He feels the same oily touch from the stairs brushing down his cheek and along the curve of his throat. It feels the way water feels beneath the surface. He blinks and for a split second he sees something hanging in the darkness above him -- black and red, hair twisting like seaweed the color of blood, long limbs stretched out for him -- and the vision was gone. Another blink. Now the apparition is stretching out her spindle-arms like an enormous bird of prey, and somewhere a baby is shrieking --

“Thomas?” Lucille’s arms encircling him. Safe. He is safe. “You cried out.”

“I saw her,” he mutters. 

“Who, love?”

“Enola.” He feels clammy, nauseous. Delirious almost. “I saw Enola. It must have been her because -- there was -- the baby.” He feels sicker than he can ever remember being before. 

“A nightmare. Nothing more.” Lucille kissing his forehead. Lucille rubbing circles into his shoulders as he presses closer. No clothes, and all shame. “I am here, and I will face them so you don’t have to. Soon this will be over,” she whispers, leaning her cheek against the top of head. “Edith is our last, remember? We’ll never have to do it again. Be strong for me, love. Just a little longer and then we can live again. The way we always meant to.”

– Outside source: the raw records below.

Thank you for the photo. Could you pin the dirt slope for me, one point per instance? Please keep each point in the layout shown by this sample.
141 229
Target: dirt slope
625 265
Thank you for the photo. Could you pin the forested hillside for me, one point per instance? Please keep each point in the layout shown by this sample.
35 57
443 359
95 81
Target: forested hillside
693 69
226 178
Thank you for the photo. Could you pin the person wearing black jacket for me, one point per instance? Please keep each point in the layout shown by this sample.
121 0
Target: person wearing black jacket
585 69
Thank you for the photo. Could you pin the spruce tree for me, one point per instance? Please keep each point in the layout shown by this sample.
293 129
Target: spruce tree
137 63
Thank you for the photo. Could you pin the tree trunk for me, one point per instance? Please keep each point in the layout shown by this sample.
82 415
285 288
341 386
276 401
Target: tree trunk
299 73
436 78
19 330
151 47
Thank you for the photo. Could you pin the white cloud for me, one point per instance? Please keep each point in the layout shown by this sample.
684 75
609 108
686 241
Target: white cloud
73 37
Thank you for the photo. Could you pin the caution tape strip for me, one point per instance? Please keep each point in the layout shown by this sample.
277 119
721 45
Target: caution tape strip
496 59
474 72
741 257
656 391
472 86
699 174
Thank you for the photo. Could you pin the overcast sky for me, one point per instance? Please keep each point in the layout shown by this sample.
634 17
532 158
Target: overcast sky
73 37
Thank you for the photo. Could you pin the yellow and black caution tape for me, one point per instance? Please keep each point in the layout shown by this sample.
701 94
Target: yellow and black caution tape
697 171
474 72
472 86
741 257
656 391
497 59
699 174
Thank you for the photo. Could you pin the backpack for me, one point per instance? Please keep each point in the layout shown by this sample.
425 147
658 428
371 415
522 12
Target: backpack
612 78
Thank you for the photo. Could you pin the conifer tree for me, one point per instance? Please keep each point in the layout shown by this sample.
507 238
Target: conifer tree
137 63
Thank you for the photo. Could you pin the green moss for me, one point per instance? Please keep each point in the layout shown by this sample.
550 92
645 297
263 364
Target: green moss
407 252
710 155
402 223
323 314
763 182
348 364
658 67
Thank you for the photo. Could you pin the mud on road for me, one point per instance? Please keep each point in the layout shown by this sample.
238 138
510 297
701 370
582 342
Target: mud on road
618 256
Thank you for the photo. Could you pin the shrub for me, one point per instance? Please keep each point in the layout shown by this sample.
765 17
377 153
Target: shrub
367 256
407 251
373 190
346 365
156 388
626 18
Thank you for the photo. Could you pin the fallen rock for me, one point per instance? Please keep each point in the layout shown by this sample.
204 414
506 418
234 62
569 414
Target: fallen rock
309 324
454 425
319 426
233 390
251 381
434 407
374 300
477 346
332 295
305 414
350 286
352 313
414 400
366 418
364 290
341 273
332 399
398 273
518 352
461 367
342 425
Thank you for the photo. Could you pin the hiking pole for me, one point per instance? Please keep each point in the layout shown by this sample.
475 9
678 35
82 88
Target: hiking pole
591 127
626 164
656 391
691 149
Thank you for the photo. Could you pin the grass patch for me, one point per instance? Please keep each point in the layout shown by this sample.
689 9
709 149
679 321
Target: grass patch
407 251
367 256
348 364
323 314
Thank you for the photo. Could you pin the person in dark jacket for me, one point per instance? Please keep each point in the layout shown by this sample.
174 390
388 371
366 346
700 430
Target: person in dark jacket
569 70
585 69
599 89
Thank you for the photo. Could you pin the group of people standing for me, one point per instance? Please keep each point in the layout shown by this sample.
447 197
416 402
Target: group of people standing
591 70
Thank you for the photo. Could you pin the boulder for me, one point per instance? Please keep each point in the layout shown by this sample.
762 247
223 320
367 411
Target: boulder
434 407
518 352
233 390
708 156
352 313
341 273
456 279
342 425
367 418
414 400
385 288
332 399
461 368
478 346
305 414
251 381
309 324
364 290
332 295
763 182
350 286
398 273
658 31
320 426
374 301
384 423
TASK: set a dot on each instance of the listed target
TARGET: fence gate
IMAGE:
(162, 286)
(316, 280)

He nods miserably and lets her sing him into sleep. 

But as he sleeps, he sees the ghosts of all the women they’d felled crawling over his own sleeping form, like red spiders on their silk-bound prey.

 

Another night. Another lullaby. 

“I know,” she murmurs, seeing his dejected expression. Her weight settles in his lap. “I know how you hurt. I’m here. It’ll all turn out alright. You’ll see.” Thomas kisses her shoulder as she begins to hum. It all feels better when she sings to him. He can become a little boy again, and let her save him from the night terrors.

A flash of white in his peripheral vision makes him look up, and with a pang of horror and shame, he meets his wife’s gaze.

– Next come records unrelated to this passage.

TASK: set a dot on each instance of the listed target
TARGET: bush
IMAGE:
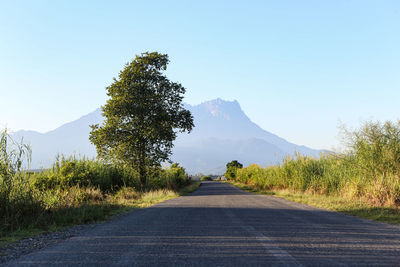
(231, 169)
(369, 169)
(18, 202)
(69, 172)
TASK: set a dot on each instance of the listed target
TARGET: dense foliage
(206, 178)
(231, 168)
(142, 115)
(72, 191)
(369, 169)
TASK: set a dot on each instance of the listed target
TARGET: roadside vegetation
(364, 180)
(142, 116)
(74, 191)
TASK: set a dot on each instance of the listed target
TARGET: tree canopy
(143, 114)
(231, 168)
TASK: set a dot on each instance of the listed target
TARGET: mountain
(222, 133)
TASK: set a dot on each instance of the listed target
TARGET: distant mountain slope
(222, 133)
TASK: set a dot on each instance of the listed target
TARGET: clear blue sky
(298, 68)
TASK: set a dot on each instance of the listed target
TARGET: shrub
(369, 169)
(206, 178)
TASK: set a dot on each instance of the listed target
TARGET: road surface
(220, 225)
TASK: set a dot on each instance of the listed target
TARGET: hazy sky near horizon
(298, 68)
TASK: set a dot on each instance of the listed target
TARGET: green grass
(356, 207)
(95, 212)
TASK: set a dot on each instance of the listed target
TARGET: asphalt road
(220, 225)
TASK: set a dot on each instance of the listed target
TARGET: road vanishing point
(221, 225)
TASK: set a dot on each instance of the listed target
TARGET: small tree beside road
(231, 168)
(142, 116)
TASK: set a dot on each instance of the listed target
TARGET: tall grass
(73, 190)
(368, 169)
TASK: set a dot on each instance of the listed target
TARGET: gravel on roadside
(31, 244)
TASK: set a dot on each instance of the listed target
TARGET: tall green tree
(143, 114)
(231, 168)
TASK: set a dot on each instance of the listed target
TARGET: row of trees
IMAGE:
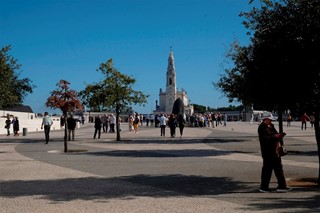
(280, 68)
(113, 93)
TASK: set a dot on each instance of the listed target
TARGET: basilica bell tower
(171, 87)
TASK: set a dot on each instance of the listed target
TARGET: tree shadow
(158, 153)
(120, 187)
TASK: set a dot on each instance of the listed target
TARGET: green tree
(114, 92)
(12, 89)
(279, 68)
(67, 101)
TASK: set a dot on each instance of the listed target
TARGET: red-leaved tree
(67, 100)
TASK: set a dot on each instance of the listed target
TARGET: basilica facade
(171, 94)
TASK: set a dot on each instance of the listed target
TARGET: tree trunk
(118, 124)
(317, 133)
(65, 132)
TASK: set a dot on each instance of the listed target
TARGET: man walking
(46, 124)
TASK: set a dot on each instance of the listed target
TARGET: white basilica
(168, 97)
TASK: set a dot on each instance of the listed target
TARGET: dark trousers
(46, 132)
(97, 130)
(112, 128)
(162, 130)
(269, 164)
(181, 130)
(105, 127)
(173, 131)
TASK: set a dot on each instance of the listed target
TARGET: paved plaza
(207, 170)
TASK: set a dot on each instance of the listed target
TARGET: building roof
(20, 108)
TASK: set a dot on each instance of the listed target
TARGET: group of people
(106, 121)
(172, 121)
(47, 123)
(14, 121)
(304, 120)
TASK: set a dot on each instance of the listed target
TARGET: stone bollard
(24, 131)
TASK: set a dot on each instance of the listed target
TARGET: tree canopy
(13, 89)
(67, 100)
(280, 66)
(114, 92)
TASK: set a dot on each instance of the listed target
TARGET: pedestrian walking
(304, 119)
(46, 125)
(269, 137)
(225, 119)
(312, 120)
(172, 123)
(8, 124)
(16, 126)
(289, 119)
(181, 121)
(71, 122)
(136, 122)
(163, 124)
(97, 127)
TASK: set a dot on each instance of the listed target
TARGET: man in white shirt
(163, 123)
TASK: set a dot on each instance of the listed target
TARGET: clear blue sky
(68, 39)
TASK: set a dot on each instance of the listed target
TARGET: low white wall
(26, 120)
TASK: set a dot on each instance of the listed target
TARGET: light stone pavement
(204, 171)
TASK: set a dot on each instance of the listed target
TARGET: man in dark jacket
(71, 122)
(269, 137)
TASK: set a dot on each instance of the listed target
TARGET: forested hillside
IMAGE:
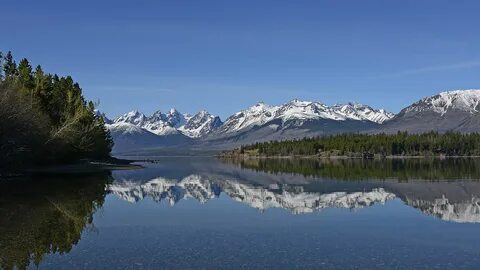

_I think I wanted you to think me good._

He half expects her to scream, or to hurl the same word at him as the apparition on the stairwell, but she merely turns away and her sobs echo after her. 

_Whore._

Since no one says it aloud, he thinks it for them.

Lucille pushes herself off his knees and follows, calling to her. He wants to tell her to let Edith be, but he does nothing. He is powerless in everything that happens after. He has been powerless all his life. 

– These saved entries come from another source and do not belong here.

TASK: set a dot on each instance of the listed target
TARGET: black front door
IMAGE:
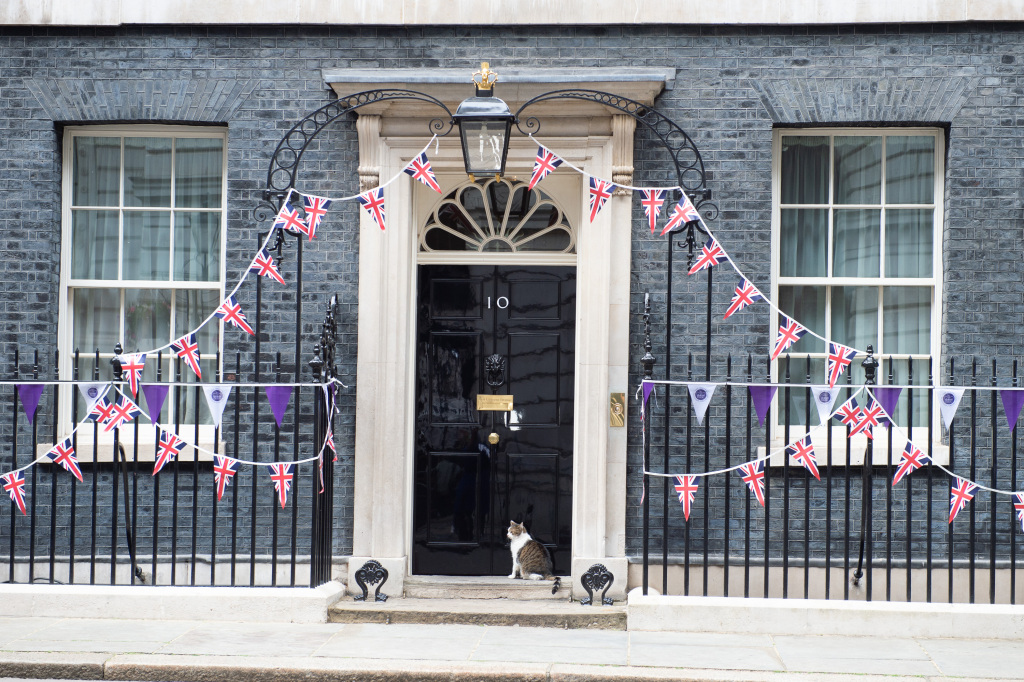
(497, 330)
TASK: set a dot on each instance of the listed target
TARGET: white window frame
(858, 444)
(146, 432)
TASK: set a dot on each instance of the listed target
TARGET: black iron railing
(852, 535)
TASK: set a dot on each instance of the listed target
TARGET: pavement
(201, 650)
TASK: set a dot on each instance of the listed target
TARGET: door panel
(466, 488)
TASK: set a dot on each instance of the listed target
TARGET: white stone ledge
(818, 616)
(506, 12)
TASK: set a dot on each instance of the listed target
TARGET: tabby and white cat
(530, 559)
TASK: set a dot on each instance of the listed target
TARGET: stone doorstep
(532, 613)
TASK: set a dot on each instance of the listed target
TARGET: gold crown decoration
(486, 77)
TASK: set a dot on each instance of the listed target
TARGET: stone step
(529, 613)
(482, 587)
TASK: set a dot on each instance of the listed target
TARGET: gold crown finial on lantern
(486, 77)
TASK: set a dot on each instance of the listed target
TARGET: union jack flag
(651, 202)
(788, 333)
(711, 254)
(14, 484)
(124, 411)
(683, 213)
(544, 164)
(803, 452)
(840, 357)
(1019, 507)
(849, 413)
(224, 469)
(868, 417)
(290, 219)
(132, 367)
(263, 265)
(373, 202)
(911, 460)
(961, 494)
(187, 349)
(744, 295)
(686, 487)
(316, 208)
(754, 475)
(64, 454)
(169, 449)
(101, 412)
(281, 474)
(230, 311)
(600, 193)
(420, 169)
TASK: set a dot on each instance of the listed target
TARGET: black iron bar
(786, 419)
(32, 472)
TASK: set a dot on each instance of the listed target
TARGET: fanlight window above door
(498, 216)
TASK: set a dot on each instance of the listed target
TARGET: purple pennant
(887, 397)
(30, 394)
(1013, 399)
(155, 396)
(279, 397)
(762, 396)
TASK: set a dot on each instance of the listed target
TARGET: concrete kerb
(172, 603)
(819, 616)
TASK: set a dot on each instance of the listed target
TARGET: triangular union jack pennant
(64, 454)
(264, 266)
(224, 469)
(124, 411)
(131, 367)
(281, 474)
(962, 493)
(373, 202)
(803, 452)
(686, 487)
(168, 450)
(868, 418)
(230, 311)
(600, 193)
(187, 349)
(651, 202)
(420, 169)
(911, 460)
(544, 164)
(840, 357)
(14, 484)
(711, 254)
(753, 474)
(788, 333)
(745, 294)
(316, 208)
(290, 219)
(683, 213)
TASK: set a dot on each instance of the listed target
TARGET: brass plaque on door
(486, 402)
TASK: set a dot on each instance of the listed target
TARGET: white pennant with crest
(949, 398)
(216, 397)
(92, 392)
(824, 398)
(700, 395)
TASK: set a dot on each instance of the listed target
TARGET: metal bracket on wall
(597, 578)
(372, 572)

Lucille rips the ring from Edith’s finger and wastes no time in pushing her backward, the banister breaking under her weight. Thomas watches. There is nothing to be done. He can almost feel himself pitching over the side in Edith’s place. 

His sister turns and seems to sense his feelings. 

“She would have ruined us,” she murmurs, as a hollow thump sounds below. “Oh, Thomas. It’s alright. I’m here.” She lets him cling to her.

“Is this who we are?” he murmurs in her shoulder.

“This is who we’ve always been.”

“But we’ve become _them._ Mother and Father.” _And Edith is still lying there._ “Violence begets violence.”

“No.” She strokes his hair, looking at him with tenderness. “We are not like them, I promise. Nothing like them.”

“You’ll never hurt me. The way he did her?”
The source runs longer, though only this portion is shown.